FILE: Israeli Defense Minister Moshe Ya'alon attends the weekly cabinet meeting in Jerusalem, Sunday, Oct. 20, 2013.
(AP Photo/Abir Sultan, Pool)

Former defense minister and IDF chief of staff Moshe Ya’alon registered his new party on Wednesday, after the political landscape in Israel underwent seismic shifts in recent days.

After much speculation about his political standing, Ya’alon registered his own party under the name Telem, an acronym for National Statesmanlike Movement.

The announcement came after a number of shake ups in Israeli politics the past week:

On Thursday,  former IDF chief of staff Benny Gantz registered a new political party, "Resilience for Israel", in a first strong signal of his intention to enter politics ahead of Israel's April 9 general elections.

On Saturday, Education Minister Naftali Bennett and Justice Minister Ayelet Shaked said they were quitting the far-right Jewish Home party to found Hayamin He-Hadash which aims to represent the "true right wing," carrying with it nationalistic and Zionist values.

Finally, opposition Labor party leader Avi Gabbay ended his partnership with Hatnuah leader Tzipi Livni and dismantled the Zionist Union alliance on Tuesday.

The breakup, which played out live on television and stunned political veteran Livni, plunges Israel's opposition into further disarray as it struggles to mount a serious challenge to incumbent Prime Minister Benjamin Netanyahu and his right-wing partners.

MENAHEM KAHANA (AFP/File)

Ya’alon on Saturday ruled out the possibility of serving in a government where Netanyahu is Prime Minister.

“I won’t join a coalition headed by Benjamin Netanyahu,” Ya’alon said speaking at a cultural event in Haifa.
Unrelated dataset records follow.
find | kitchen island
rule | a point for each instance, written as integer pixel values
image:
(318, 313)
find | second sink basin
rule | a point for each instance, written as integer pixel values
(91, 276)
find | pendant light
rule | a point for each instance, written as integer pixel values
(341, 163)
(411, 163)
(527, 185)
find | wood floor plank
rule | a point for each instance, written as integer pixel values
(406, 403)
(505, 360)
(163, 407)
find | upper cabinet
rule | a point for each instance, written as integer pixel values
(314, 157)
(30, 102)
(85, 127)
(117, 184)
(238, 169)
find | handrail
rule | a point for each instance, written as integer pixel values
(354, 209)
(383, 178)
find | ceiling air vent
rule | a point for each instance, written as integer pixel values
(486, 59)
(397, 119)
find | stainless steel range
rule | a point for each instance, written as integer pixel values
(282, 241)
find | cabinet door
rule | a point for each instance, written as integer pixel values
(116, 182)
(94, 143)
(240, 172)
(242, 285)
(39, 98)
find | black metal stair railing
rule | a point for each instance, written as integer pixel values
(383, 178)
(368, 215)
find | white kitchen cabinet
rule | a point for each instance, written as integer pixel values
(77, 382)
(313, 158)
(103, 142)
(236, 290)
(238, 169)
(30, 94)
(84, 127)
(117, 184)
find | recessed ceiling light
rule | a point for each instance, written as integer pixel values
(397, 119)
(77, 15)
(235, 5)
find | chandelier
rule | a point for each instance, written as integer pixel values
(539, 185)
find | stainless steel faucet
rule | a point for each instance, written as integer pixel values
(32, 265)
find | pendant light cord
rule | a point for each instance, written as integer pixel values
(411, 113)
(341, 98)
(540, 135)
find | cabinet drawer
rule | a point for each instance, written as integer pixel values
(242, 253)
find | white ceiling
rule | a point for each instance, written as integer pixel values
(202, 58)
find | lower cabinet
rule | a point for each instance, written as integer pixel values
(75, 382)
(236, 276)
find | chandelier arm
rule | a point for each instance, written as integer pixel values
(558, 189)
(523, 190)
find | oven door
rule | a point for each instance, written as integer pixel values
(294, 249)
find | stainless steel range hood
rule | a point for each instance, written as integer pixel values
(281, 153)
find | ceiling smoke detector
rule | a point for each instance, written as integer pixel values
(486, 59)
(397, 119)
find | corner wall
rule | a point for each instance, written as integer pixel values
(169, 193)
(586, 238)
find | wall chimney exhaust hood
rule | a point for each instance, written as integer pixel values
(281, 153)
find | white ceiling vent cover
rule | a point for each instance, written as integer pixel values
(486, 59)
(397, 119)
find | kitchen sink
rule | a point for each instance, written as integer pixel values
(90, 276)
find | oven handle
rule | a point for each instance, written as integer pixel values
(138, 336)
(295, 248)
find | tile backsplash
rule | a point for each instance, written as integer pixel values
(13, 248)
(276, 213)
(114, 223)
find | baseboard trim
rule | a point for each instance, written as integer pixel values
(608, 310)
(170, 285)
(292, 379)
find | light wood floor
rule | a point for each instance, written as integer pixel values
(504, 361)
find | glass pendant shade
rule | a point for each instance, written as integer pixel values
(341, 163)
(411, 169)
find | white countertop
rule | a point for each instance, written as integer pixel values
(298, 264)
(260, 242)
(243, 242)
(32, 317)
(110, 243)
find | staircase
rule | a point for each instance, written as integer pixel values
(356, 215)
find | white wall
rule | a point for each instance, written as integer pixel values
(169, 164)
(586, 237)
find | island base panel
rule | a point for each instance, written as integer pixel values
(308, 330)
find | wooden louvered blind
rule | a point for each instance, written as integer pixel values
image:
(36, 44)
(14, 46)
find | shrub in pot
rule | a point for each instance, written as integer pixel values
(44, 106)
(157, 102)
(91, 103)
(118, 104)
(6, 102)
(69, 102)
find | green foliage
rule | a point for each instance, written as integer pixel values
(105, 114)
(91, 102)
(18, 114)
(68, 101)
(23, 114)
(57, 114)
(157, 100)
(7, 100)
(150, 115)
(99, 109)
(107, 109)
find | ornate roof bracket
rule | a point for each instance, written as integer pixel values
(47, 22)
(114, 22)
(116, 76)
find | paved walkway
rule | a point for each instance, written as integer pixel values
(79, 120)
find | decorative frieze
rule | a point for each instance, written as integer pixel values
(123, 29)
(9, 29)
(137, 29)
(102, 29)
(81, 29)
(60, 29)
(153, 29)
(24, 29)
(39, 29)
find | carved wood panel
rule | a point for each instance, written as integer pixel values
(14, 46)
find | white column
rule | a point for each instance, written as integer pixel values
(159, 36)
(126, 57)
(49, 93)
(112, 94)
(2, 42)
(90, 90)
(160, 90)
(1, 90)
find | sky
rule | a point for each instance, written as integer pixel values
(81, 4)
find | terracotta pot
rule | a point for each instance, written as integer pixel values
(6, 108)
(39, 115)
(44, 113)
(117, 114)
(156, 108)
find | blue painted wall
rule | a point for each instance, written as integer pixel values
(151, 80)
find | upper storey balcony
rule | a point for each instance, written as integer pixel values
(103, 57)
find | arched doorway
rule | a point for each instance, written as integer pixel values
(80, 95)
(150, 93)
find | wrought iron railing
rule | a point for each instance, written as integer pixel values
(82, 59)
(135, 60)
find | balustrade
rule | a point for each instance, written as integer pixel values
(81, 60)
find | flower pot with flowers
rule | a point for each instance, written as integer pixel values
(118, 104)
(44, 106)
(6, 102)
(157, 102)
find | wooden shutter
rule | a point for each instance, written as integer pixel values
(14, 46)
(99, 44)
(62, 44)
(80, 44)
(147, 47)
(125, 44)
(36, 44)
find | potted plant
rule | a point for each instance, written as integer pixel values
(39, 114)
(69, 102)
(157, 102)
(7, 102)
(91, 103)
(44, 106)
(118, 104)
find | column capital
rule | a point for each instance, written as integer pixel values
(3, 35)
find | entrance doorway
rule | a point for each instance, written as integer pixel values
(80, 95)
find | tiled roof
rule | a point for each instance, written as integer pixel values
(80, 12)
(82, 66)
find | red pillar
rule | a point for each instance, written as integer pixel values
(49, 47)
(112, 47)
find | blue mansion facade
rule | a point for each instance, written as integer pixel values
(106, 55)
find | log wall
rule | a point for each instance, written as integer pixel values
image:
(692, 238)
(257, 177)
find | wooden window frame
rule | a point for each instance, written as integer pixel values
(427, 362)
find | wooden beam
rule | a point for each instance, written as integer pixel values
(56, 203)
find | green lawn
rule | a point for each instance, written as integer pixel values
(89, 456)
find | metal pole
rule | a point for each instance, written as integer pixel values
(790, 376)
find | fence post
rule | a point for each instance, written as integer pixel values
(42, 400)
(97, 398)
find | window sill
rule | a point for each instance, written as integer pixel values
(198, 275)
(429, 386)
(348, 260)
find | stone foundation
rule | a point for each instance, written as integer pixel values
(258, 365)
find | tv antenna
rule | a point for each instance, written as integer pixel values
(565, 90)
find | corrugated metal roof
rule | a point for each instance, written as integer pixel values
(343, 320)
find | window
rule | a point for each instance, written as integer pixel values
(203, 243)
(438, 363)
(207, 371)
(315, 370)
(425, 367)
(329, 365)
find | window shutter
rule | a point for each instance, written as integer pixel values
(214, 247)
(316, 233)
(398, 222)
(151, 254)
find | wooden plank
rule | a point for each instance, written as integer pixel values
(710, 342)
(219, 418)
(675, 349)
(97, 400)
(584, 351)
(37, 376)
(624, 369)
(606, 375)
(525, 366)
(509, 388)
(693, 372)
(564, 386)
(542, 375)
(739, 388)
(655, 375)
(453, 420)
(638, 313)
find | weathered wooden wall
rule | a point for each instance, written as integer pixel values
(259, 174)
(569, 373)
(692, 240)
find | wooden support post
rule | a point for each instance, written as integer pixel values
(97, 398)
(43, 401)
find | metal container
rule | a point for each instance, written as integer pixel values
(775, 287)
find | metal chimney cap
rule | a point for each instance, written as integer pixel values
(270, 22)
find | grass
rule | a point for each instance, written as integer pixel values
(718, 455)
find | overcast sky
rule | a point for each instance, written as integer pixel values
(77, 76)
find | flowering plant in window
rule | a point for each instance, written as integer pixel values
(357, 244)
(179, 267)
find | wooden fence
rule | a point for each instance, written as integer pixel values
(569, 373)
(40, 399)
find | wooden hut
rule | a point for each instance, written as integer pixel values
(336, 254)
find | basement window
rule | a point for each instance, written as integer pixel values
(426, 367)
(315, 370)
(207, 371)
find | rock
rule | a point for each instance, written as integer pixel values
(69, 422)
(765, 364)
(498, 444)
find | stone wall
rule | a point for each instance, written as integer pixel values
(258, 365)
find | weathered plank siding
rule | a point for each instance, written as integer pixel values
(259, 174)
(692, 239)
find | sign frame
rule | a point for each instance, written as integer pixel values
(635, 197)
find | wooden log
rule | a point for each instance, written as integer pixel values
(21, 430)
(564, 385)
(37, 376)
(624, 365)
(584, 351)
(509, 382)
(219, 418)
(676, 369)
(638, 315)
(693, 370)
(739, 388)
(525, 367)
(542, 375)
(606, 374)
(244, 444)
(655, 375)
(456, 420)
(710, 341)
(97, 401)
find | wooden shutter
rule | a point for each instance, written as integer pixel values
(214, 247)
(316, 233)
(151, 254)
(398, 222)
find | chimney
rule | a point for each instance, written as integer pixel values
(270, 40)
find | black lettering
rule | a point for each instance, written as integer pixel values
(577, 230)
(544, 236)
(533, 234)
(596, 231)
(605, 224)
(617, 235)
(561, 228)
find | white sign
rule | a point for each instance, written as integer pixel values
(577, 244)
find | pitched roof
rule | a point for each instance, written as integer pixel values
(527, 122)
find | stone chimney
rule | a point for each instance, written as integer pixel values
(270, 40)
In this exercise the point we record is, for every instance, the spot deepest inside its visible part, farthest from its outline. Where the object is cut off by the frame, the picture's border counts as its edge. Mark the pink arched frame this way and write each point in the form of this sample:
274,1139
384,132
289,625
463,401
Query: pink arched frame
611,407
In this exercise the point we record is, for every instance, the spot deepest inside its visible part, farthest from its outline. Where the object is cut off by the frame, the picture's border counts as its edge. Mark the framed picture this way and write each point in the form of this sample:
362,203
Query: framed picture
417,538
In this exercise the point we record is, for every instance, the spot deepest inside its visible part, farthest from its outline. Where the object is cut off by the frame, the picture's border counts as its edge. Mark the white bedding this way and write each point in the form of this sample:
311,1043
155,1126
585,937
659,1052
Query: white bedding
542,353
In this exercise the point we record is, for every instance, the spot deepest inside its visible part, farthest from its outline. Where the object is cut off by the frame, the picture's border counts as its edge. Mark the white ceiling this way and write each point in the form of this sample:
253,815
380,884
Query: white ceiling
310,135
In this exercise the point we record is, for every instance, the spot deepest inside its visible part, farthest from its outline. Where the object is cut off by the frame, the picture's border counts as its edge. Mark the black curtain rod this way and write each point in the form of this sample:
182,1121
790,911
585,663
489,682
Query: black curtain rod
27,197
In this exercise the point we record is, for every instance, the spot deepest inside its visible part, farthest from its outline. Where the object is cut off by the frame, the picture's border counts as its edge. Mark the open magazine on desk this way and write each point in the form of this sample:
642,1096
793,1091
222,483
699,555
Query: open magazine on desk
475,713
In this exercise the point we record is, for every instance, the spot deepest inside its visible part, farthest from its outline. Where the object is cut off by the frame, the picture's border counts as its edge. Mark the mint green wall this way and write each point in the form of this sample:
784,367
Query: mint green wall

Ya’alon added that he would not rule out serving in a government with Netanyahu’s Likud party, as long as he was replaced as the party head and front runner for the prime ministership.

The former defense minister, who served under Netanyahu until he was replaced by Avigdor Liberman in 2016, raised the possibility of a broad coalition consisting of both right and left wing parties.

“It is possible to find a broad common camp for (a united front of) what I call a Zionist left, responsible right, and everything in between,” he said.

Gali Tibbon/Pool Photo via AP

According to a number of divergent polls published by Israeli media on Sunday evening, Netanyahu's Likud party was way ahead of its rivals.

Netanyahu, responded to the shakeup in Israeli politics saying that he would not interfere in the division of the left-wing vote.

"I don't interfere in how the left divides its votes. What's important to me is that the right will also establish the next government, and continue to lead the State of Israel. For this, we need to vote only Likud," he said.

Netanyahu faces at least three criminal probes in which police have recommended his indictment for bribery and corruption, leaving the final decision on whether or not he will be indicted up to the attorney general.

If Netanyahu is indicted, he is not required to step down -- only if he is convicted with all appeals exhausted. The Knesset, Israel’s parliament, can ask the prime minister to step down before that process is complete, but if it does not, he can remain in office throughout.